Les conséquences physiques de la torture et de la violence extrême sont souvent très graves. Les survivants ont généralement besoin d'interventions chirurgicales et d'une thérapie de réadaptation physique. De nombreux survivants souffrent de lésions à long terme au niveau des membres ou des organes.

« Heureusement, j'ai échappé à mon ravisseur et aux terribles tortures que j'ai subies », a déclaré Carolina, une survivante mexicaine d'une tentative de féminicide. « Les effets sur moi sont à la fois physiques et émotionnels. J'ai de multiples blessures qui affectent ma mobilité, un syndrome de stress post-traumatique et des cauchemars récurrents. J'ai pu obtenir un peu de justice en faisant emprisonner mon agresseur, mais tous mes problèmes de santé m'ont causé beaucoup de problèmes familiaux. J'ai besoin de me soigner. Pour ceux d'entre nous qui ont subi des violences et des tortures extrêmes, il n'existe pas au Mexique d'endroit où l'on puisse vraiment s'occuper de notre santé de manière globale, comme le fait Médecins Sans Frontières. Pour la première fois, j'ai eu le sentiment d'être traitée comme un être humain sans être retraumatisée ».

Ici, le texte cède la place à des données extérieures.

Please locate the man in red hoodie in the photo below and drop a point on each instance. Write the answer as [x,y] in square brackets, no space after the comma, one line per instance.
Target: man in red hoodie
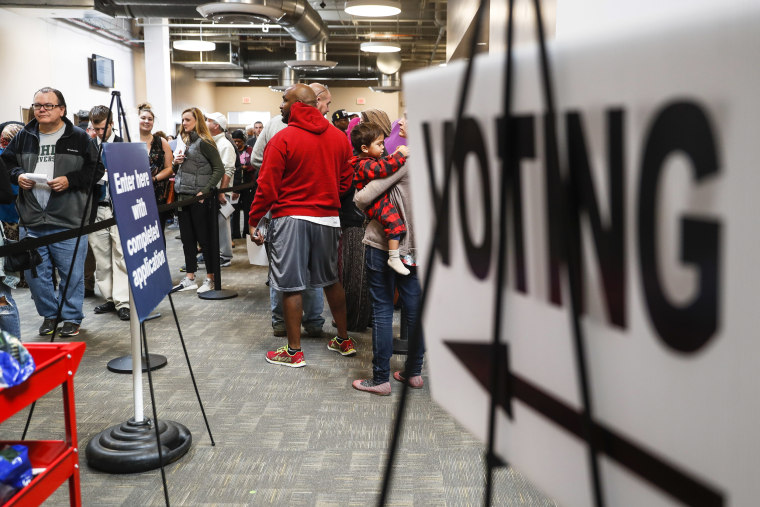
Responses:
[304,172]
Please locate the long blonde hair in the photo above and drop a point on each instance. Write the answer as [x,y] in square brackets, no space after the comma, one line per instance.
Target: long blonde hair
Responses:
[200,127]
[145,106]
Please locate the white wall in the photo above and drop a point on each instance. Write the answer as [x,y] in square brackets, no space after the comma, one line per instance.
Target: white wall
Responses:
[581,19]
[39,52]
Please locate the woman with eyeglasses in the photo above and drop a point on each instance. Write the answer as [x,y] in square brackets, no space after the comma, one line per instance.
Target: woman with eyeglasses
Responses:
[55,165]
[198,168]
[160,157]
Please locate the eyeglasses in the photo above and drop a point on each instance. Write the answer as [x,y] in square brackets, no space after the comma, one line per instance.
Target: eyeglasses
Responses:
[46,107]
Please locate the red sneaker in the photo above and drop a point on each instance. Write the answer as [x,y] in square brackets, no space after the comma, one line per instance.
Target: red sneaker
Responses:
[344,349]
[281,356]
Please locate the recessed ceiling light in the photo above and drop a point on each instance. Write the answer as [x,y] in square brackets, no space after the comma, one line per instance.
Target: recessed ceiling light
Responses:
[373,8]
[193,45]
[380,47]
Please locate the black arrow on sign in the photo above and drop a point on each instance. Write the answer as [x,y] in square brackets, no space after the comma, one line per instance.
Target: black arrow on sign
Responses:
[668,478]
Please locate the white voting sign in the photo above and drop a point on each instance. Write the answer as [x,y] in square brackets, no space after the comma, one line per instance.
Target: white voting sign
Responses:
[663,131]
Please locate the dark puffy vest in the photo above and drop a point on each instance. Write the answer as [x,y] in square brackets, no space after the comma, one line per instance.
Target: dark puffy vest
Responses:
[195,172]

En 2022, l'IPE a fourni des soins spécialisés à 100 personnes, dont 78,6 % venaient d'Amérique centrale, 15,71 % du Mexique et 5,6 % d'Amérique du Sud. Plus de la moitié (52,8 %) étaient des femmes, 37,7 % des hommes et 9,4 % des personnes ayant une autre identité sexuelle.

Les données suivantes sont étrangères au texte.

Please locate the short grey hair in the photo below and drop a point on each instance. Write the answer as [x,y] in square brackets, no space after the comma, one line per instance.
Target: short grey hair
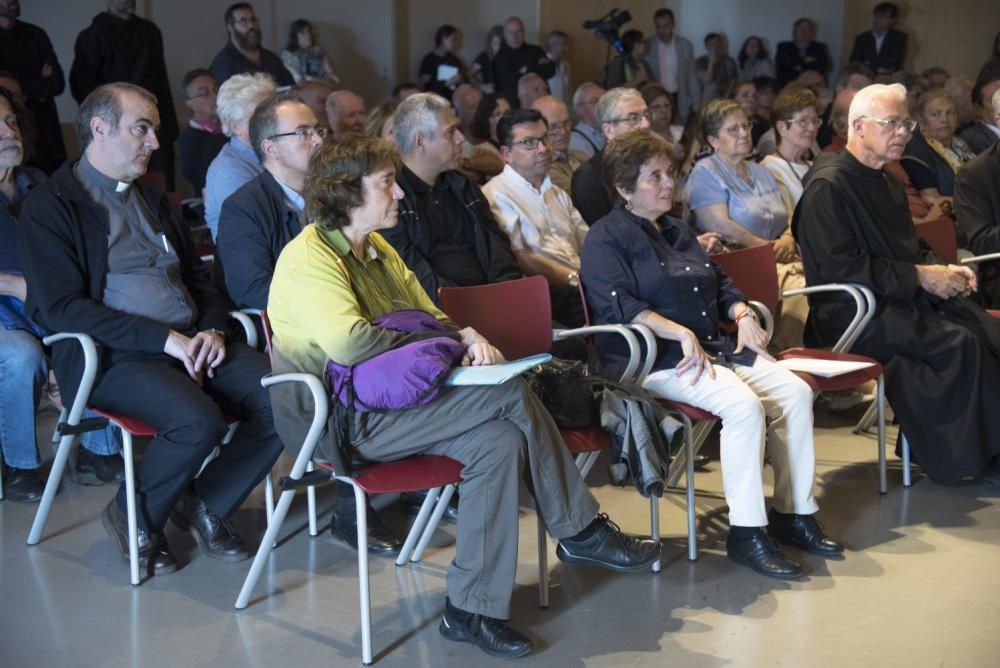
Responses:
[239,96]
[609,102]
[104,102]
[417,113]
[865,100]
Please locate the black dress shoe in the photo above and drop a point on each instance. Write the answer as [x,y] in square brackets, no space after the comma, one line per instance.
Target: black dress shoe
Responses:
[802,531]
[608,547]
[412,501]
[154,555]
[94,470]
[22,485]
[493,636]
[381,541]
[216,536]
[763,554]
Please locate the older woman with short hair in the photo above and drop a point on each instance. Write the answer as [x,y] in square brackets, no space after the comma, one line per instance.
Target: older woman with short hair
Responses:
[640,266]
[330,283]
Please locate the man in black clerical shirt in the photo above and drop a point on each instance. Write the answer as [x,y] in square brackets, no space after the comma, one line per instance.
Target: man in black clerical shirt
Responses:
[941,351]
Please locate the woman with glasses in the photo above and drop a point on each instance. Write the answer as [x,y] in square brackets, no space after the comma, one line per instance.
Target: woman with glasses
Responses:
[641,266]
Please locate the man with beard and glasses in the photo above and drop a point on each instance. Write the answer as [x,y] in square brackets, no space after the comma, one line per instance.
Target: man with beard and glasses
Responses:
[243,53]
[130,278]
[120,46]
[26,52]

Carolina : "J'ai survécu à une tentative de féminicide. Heureusement, j'ai eu la force d'échapper à mon ravisseur et aux terribles tortures qu'il m'a infligées".Le CAI offre des services de santé de haut niveau, des soins psychiatriques, des conseils et des thérapies psychologiques, des conseils en travail social et en réadaptation physique, ainsi que des activités d'ergothérapie.
Une infirmière aide un Hondurien à l'extérieur d'un refuge pour migrants à Piedras Negras, dans l'État de Coahuila

Sur le chemin du Mexique, Gustavo a subi une extorsion et une tentative de viol après avoir fui les menaces des gangs au Honduras. « Il m'a été très difficile de m'adapter. Je pense que c'est encore plus difficile pour moi parce que je fais partie de la communauté LGBTQI+. J'ai été victime de discrimination parce que je suis gay et parce que je suis un migrant », a-t-il déclaré.

Grâce à la guérison, la vie continue

« Des soins complets et des services de soutien doivent être fournis à tous les survivants », déclare Gemma Domínguez. « Tout au long de ces années, nos équipes ont accompagné ces personnes dans leur processus de guérison afin qu'elles puissent poursuivre leur vie ».

Les conséquences de la torture sont difficiles à guérir, mais avec des soins appropriés, la guérison possible.

« Au cours de ces cinq années, nos équipes ont non seulement été témoins de la cruauté subie dans les pays d'origine des migrants et sur la route migratoire, mais aussi des énormes défis auxquels les survivants sont confrontés pour accéder à un traitement complet, ainsi que du long chemin vers la guérison ».

José Luis est un jeune Mexicain qui a survécu à la torture et qui a terminé avec succès son traitement avec MSF. « Après ce qui m'est arrivé, j'ai commencé à avoir l'impression d'être immergé dans l'océan. J'ai eu l'impression de sombrer et les choses se sont compliquées. J'étais dans l'endroit le plus profond et le plus sombre, mais je m'en suis sorti. Comme dans la vie, il y a de bonnes et de mauvaises étapes. À la fin, tout se termine. J'ai eu l'impression d'être en enfer et maintenant je suis là à vous parler. Je suis la voix de quelqu'un qui a réussi à s'en sortir ».